(176ab) LambdaFabSelect High Throughput Method for Clone Selection in Duetmab Molecules

Dhanesh Gadre, Ellen T O’Connor, Kelcy Newell, Kevin Stewart, Judith Klover

AstraZeneca, One MedImmune Way, Gaithersburg, MD 20878, USA

Duetmabs represent a novel monovalent bispecific antibody format developed at AstraZeneca. They contain two unique light chains of differing subclass (one kappa and one lambda), and two unique heavy chains. Production of Duetmabs is realized by co-expressing the four unique polypeptide chains in a single host cell. While fidelity of polypeptide chain pairing for Duetmabs is improved using protein engineering techniques such as knob-into-hole in the Fc domain, mispaired impurities for individual clones can vary widely, ranging from 10-70%. Higher percentages of mispaired impurities can lead to low overall purification process yields. If clones can be selected with better polypeptide chain pairing fidelity, many of the resulting downstream difficulties can be mitigated. To address the challenge of controlling mispaired impurities, we developed an efficient, high throughput method that can effectively select for clones containing low amounts of mispaired impurities. This method takes advantage of LambdaFabSelect resin’s high selectivity for lambda light chain, thus removing the mispaired byproducts containing only kappa light chains. We used the TECAN EVO200 system to prepare 96 well filter plates coated with LambdaFabSelect resin.
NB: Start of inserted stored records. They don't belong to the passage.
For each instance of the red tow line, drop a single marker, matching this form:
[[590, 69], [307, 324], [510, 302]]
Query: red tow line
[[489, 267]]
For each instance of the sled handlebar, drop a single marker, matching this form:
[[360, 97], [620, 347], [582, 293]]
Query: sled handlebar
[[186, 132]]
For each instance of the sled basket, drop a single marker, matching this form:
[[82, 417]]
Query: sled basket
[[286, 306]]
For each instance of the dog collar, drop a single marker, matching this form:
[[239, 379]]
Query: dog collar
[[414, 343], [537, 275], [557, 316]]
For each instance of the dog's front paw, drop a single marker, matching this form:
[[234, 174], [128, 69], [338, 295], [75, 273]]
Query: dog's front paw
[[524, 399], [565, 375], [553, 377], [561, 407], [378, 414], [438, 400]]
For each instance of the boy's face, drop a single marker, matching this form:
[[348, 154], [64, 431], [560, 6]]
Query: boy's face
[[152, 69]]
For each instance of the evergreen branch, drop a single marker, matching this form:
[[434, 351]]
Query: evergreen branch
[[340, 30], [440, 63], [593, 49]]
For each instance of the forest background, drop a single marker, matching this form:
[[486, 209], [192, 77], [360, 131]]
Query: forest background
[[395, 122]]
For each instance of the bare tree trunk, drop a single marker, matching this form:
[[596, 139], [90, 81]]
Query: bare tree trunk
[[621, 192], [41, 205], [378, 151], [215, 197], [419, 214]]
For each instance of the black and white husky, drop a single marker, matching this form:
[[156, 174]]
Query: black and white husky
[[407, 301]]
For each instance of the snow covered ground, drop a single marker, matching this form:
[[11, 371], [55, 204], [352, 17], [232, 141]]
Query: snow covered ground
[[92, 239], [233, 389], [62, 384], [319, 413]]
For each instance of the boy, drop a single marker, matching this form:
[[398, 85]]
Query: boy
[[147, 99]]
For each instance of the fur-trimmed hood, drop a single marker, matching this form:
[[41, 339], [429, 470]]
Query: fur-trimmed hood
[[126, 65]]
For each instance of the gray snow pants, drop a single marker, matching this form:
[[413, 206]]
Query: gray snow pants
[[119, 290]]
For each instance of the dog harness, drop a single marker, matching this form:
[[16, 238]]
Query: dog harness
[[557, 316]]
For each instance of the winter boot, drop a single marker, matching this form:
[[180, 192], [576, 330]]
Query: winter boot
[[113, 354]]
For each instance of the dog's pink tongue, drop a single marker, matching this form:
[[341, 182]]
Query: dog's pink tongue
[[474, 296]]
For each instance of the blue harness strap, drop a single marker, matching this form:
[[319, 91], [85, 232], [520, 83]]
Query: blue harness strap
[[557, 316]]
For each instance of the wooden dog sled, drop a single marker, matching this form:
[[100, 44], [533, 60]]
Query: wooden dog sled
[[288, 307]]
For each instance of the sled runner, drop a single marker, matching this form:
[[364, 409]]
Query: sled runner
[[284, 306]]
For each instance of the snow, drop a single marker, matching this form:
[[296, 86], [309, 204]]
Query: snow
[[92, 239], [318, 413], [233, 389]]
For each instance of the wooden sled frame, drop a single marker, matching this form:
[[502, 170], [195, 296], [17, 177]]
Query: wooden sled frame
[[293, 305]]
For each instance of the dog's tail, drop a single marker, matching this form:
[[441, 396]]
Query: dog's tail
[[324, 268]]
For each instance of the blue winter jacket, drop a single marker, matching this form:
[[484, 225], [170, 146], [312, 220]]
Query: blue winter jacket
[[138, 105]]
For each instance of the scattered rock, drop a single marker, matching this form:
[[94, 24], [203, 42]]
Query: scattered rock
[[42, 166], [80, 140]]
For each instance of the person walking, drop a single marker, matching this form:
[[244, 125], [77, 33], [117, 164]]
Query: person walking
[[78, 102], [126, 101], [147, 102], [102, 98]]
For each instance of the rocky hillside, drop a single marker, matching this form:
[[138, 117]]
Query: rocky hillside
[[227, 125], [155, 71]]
The clone samples are applied on the equilibrated plate and are centrifuged after incubation on shaker to obtain the flow through fractions in a collection plate. The ratio of the Protein A titer of the flow through fraction to that of the load determines the percentage of mispaired impurities in the sample. This clone selection technology can potentially result in a large increase in yield of a clinical GMP campaign. In principal this method can also be used using KappaSelect resin in cases where the mispaired impurities contain predominantly lambda light chains.